I present to you two visions for social pathways to sustainability. In one we build a social meme: an idea of a sustainable society that spreads like wildfire through our communities. People pick up this meme from their friends and neighbours because it is everywhere they look: at the School Fete, the Car Boot Sale, the charity event, the university. The message is spread by outreach. In the other the message is bottled within a self-contained institution.

These two ideas may be as far apart as the Papal-based Catholic hierarchy is today from modern evangelical Christians. One you will meet in the High Street or down the pub. The other you will not meet at all. To meet the second option you will have to go looking for it. It will be in a building. If you choose to you can entered its hallowed portals and bath in the glory of its brochures and pamphlets. The righteous shall attend this chapel of environmentalism. It is cosy. You can flick through the brochures, attend exhibitions and maybe learn how to do something useful with your hands. You will leave just a little more "green" than when you went in.

For those who run this institution there is the comfort of being surrounded by sympathisers & fellow travelers. It is a safe and protective environment shielded from the realities of everyday life. From here we can glance over our fellows and deliver messages of sustainability. We hope the messages might stick.

But nobody is listening to these voices from the green ghetto.... The ghetto is very susceptible to the social meme spread by grass roots volunteers but these two places are far apart in their delivery philosophy. Very far apart. So, down to the question: which is best?

Every new idea must have its shock troops and an HQ to base itself in. And the battle is upon us. In April the New York Times (http://bit.ly/gvSdQm) published an interview with Professor Andrew Hoffman from MIT who treats Climate Change Denial as a field of academic study. He is not the first. Social anthropologists the world over are turning their attention to a fascinating field of study: why do we reject 97% of all the evidence on Climate Change?

Professor Hoffman said this "One-third of Republicans and three-quarters of Democrats think that climate change is real. That to me speaks to the political, ideological and cultural dimensions of this debate." These are words that could have been lifted from several of our previous blogs, ie, what has politics got to do with our interpretation of the science? Hoffman went onto observe that "We’ve reached the stage today that climate change has become part of the culture wars, the same as health care, abortion, gun control and evolution."

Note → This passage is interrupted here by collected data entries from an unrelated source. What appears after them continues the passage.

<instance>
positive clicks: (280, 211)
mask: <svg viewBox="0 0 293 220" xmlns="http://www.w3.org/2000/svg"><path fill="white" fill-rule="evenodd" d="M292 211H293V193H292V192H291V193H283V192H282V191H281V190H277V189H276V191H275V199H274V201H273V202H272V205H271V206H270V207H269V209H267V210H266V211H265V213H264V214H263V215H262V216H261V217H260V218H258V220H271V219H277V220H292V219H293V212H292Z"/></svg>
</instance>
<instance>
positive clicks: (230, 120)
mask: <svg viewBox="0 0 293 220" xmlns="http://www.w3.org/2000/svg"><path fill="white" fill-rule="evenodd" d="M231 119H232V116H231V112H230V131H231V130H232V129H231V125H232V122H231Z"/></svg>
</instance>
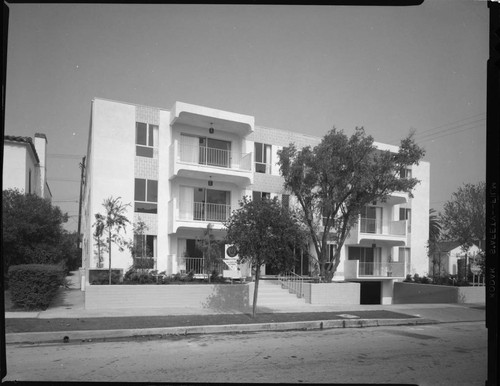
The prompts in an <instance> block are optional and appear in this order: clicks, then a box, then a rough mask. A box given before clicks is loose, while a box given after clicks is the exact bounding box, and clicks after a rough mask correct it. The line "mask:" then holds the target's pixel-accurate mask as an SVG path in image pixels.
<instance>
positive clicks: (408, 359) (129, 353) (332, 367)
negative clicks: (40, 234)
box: [4, 322, 487, 386]
mask: <svg viewBox="0 0 500 386" xmlns="http://www.w3.org/2000/svg"><path fill="white" fill-rule="evenodd" d="M486 332H487V330H486V328H485V326H484V322H464V323H445V324H434V325H423V326H398V327H372V328H360V329H355V328H349V329H332V330H315V331H289V332H262V333H251V334H214V335H199V336H186V337H184V336H183V337H169V338H166V339H162V340H142V341H115V342H93V343H88V342H85V343H82V342H73V343H69V344H58V345H54V344H45V345H8V346H7V369H8V375H7V377H6V378H5V379H4V380H10V381H13V380H18V381H101V382H106V381H107V382H110V381H111V382H112V381H114V382H142V381H149V382H215V383H217V382H242V383H243V382H244V383H248V382H286V383H301V382H317V383H406V384H412V383H413V384H419V385H467V386H473V385H484V383H485V380H486V352H487V334H486Z"/></svg>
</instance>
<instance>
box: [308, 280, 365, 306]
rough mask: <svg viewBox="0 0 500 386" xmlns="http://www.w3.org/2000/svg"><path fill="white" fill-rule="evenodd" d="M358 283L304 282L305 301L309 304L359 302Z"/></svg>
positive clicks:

My reason for bringing up the good professor was this from him: "People will accept a message from someone that they think shares their values and beliefs. And for a lot of people, environmentalists are not that kind of person. There’s a segment of the population that sees environmentalists as socialists, trying to control people’s lives." [Emphasis added.] So there you have it. We do not believe that environmentalists share our values and beliefs.

In April New Scientist published an article called "Climate change skeptics: just regular folk, in denial". (http://bit.ly/f9RwwU) The piece was about Benjamin Preston of Oak Ridge National Laboratory in Tennessee. He said that "People who are more conservative, socially and economically, are at the point where they're not going to believe in any of that environmental stuff." Preston went on to say that "a climate-change skeptic is more likely to be swayed to switch opinions if climate data is presented to them from someone they politically identify with". Thus a climate change skeptic is not going to believe the truth unless somebody JUST LIKE THEM tells them it is so.

Environmentalists need not bother applying for that position....

Oddly enough it should be a really easy job since the position taken by most deniers defies all common sense. It should be easy to point out the completely ludicrous. Take this example of the Cato Institute's Peter van Doren who in 1998 criticised tobacco taxes because "smokers do not live as long as non-smokers and, thus, smokers create savings for taxpayers that usually aren’t considered. Because smokers die earlier than non-smokers taxpayers save expenditures that otherwise would be made for pensions as well as nursing home care and other costs related to conditions associated with old age". (http://bit.ly/e1rmzk) A few years later the Cato Institute was defending the coal industry along similar lines.

Defeating the voices of such cynicism should be easy. But the voices from the green ghetto cannot be heard. This is not the way forward. We need to arise from our comfortable eco-clubs and reach out to the majority who cannot hear us.

This is Transition. Welcome on board.